Just Say No To College Football–It Is The Fiscally Responsible Action To Take
The best argued column I came across today was written by John Fry, president of Drexel University in Philadelphia. Since I have this idealized notion that higher education should be about EDUCATION the following excerpts from Fry’s column stand out and need to be re-posted.
In the past five years public universities have allocated more than $10.3 billion in student fees and other subsidies to prop up sports programs, according to a November examination by the Huffington Post and the Chronicle of Higher Education. A study released last year by the American Association of University Professors found that athletic spending increased by 25% at public four-year colleges between 2004 and 2011, adjusted for inflation. Funding for instruction and academic support remained nearly flat. The study also found that the median pay for NCAA Division I football head coaches.
In many states the highest-paid state employee is the head coach of the state university football or basketball team. University of Alabama football coach Nick Saban made $7.2 million last year, about 50 times more than the average pay of a full-time professor. But at least his team returned some revenue to the university.

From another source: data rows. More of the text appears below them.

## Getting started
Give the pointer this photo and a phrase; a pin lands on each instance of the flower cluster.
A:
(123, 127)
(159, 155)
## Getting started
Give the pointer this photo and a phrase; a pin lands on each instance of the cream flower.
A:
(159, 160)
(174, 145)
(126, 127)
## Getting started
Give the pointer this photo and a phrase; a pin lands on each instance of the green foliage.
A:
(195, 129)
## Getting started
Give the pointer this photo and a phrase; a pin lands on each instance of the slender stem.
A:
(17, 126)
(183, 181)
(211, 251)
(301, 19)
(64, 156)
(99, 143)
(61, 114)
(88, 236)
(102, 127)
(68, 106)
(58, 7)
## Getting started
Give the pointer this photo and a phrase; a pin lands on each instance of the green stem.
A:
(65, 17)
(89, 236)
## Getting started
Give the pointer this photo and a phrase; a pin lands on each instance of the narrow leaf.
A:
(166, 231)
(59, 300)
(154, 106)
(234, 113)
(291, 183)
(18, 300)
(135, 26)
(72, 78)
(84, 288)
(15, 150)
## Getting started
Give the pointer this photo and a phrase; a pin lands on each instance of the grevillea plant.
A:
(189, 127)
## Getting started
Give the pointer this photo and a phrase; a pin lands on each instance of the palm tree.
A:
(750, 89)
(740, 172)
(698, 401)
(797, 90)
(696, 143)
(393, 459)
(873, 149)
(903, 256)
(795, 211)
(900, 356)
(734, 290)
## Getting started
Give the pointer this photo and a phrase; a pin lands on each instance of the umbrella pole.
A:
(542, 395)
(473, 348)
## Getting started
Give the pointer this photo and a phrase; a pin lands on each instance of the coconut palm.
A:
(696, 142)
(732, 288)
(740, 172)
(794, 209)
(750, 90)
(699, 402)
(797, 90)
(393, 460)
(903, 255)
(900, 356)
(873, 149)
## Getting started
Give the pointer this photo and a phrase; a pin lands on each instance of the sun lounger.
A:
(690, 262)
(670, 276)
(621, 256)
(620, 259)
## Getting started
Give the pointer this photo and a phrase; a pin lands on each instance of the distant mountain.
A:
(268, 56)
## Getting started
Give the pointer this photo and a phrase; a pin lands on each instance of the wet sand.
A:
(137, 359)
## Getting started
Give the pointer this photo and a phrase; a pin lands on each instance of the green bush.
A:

That is unusual: A NCAA study last year found that only 20 of the nearly 130 university athletic programs in the top-flight Football Bowl Subdivision enjoyed a positive operating margin. The average loss was $17.6 million. These athletic programs wouldn’t survive in the private economy and only function by “taxing” the rest of the university.
Such a scenario may be what led the University of Chicago to drop football in 1939—though it was reinstituted in 1969 at the more low-key level of Division III. In the 1930s Robert Maynard Hutchins, then the university’s president, called college football an “infernal nuisance.” As Hutchins put it: “In many colleges, it is possible for a boy to win 12 letters without learning how to write one.”
Not many presidents today could get away with Hutchins’s candor. Last year University of Alabama at Birmingham President Ray Watts dropped the school’s football program because more than 65% of the $30 million athletic budget came from university funds and student fees. Then came calls for Mr. Watts’ resignation. Six months later the university said football would remain.
Not having a football program turns out to be a major strategic advantage for Drexel. Our student athletes in other sports win conference championships; many of our teams are nationally ranked. Our Division I athletic programs create a strong sense of pride on campus. But we focus entirely and exclusively on our mission: delivering a high-quality education for all students. More universities should feel welcome to join us.